HOUSTON (KXAN) - Andrea Sloan has been granted compassionate use of a drug doctors believe could help prolong her life, but it's not the one she fought publicly to get.
Sloan was diagnosed with ovarian cancer seven years ago, at age 37. When her cancer returned in August, Sloan asked California-based drug manufacturer, BioMarin, to grant her compassionate use of their experimental drug, BMN 673, developed specifically to fight her type of genetic ovarian cancer, as well as genetic, or BRCA 1, breast cancer.
But BioMarin repeatedly denied Sloan the drug, citing concerns about safety and effectiveness.
BMN 673 is one of nearly a dozen in a class of drugs called PARP inhibitors currently in clinical trials. Sloan's doctors at MD Anderson believe this class of drugs is her best hope, since all other traditional treatments have been exhausted. But BioMarin would not grant Sloan compassionate use, even though their drug is headed in to Phase 3 trials and has been highly touted by company executives for its results in the first two phases of clinical trials.
Sloan and her doctors fought publicly for access to the drug through compassionate use, since she met all of the criteria required by the Food and Drug Administration. The compassionate use system allows patients who meet the requirements access to promising medicine even before all of the clinical trials are complete.
Behind the scenes, Sloan and her physicians were exploring other avenues, as it became clear BioMarin would not grant her access to their drug. This week, they learned another drug manufacturer agreed to grant compassionate use of their experimental PARP inhibitor to Sloan.

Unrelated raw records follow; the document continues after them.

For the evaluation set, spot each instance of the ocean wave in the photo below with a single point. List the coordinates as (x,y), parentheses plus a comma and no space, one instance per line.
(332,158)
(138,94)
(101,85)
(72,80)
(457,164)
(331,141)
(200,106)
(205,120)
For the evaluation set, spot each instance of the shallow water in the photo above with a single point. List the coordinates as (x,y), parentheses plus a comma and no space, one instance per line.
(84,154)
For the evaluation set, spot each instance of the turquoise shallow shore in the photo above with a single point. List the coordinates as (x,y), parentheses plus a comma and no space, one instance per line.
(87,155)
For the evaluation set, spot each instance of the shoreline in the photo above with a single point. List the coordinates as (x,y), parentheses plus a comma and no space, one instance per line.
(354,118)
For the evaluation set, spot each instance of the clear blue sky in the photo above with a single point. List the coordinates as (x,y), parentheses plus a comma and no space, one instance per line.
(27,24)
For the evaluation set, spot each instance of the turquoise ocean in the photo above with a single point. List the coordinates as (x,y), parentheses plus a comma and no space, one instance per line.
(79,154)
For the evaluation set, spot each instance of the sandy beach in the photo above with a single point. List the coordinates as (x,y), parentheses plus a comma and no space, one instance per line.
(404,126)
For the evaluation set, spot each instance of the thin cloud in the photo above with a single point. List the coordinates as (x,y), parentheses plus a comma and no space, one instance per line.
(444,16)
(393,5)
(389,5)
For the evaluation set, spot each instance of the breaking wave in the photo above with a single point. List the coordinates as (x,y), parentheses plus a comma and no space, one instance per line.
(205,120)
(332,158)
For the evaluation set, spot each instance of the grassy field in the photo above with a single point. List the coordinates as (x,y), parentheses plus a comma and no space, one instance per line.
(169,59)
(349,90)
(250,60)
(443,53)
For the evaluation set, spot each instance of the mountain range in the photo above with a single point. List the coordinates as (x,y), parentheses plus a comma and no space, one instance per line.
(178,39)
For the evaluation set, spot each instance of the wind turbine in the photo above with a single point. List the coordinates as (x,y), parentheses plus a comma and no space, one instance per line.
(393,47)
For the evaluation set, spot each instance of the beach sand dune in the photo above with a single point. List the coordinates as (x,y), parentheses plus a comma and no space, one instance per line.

"I am so incredibly grateful to MD Anderson and especially to Dr. Levenback and Dr. Coleman," Sloan told KXAN during an interview in Houston this week. "I have known from the first time I talked to you that I was going to get my miracle and its funny that it didn't come in exactly the packaging but it came in such better packaging."
The drug manufacturer who ultimately granted Sloan compassionate use wants to remain anonymous.
"I think some people like to do what they do in exchange for a lot of limelight and I think that we also have unsung heroes who just like to do what they do because its the right thing to do," Sloan said.
Sloan and her physician at MD Anderson, Dr. Charles Levenback, are determined to reform the compassionate use system for other patients.
"Everybody wants the same thing which is safe, effective, novel treatments for patients who, the standard treatments have been exhausted or arent working or becoming futile," said Levenback. "I've got to believe that there's an easier way and most importantly, that for really deserving patients, one party can't say no the way we experienced it."
As director of the Texas Advocacy Project, Sloan provides free legal advice for victims of domestic violence and knows about advocating for others. Her mission now is to advocate for others like her.
"My focus now is I'm just going to hold on to the gratitude that I'm feeling today so that I can use it to move forward and make some meaningful change in this area," Sloan said. "We need to hold companies like BioMarin, who have an absolutely abysmal record when it comes to compassionate use, we need to figure out a way to help them see that it's just the right thing to do if you're going to be a patient-centric company."
Sloan will begin her treatment immediately and her doctors hope to see some improvement in her condition in two to three months.
"Nobody has made any promises or guarantees, that would be inappropriate," said Levenback. "We strongly believe she could benefit from it and has a good chance of responding."
Sloan amassed a large social media following in her campaign to gain compassionate use. An online petition has garnered more than 180,000 signatures supporting her cause.
"We are pleased to hear this update from Ms. Sloan," a BioMarin spokesperson said. "We wish her the best in her journey."